When a sourcing project gets to a certain size, it often makes sense to set up a permanent presence on-the-ground in China to help manage the supply chain. This series of blog posts covers some of the key areas of consideration when it comes to setting up in China.
Alternative Investment Structures
These are other means by which a foreign investor can enter the PRC market:
1) Foreign invested partnerships (“FIP”) An FIP refers to partnership businesses established by 2 or more foreign enterprises or individuals, or established by foreign enterprises or individuals together with National, legal person and other organizations in China. According to the law (Measures for the Administration on the Establishment of Partnership Business by Foreign Enterprises or Individuals in China, promulgated at 1 March, 2010), there is no minimum registered capital nor approval by MOFCOM required. However, regulations from relevant authorized agencies, such as taxation, SAFE, etc. are still expected and few FIPs has been established.

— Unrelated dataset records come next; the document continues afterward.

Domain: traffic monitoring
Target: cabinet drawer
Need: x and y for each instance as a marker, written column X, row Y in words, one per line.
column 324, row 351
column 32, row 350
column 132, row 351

2) Branch offices: Foreign investors may establish branch offices, but currently there are only regulations permitting foreign banks to establish branch offices. A branch office will not be recognized as a separate legal person from the foreign parent, which means that the foreign parent will be liable for all debts and liabilities incurred by the branch office in the PRC. Branch offices may conduct business in PRC.
3) Cooperation: Parties who do not wish to set up directly in the PRC may choose to cooperate with a Chinese party either through a manufacturing contract or a processing/trade arrangement.
Such relationships need to be carefully managed with special consideration given to IP Issues and any necessary approvals.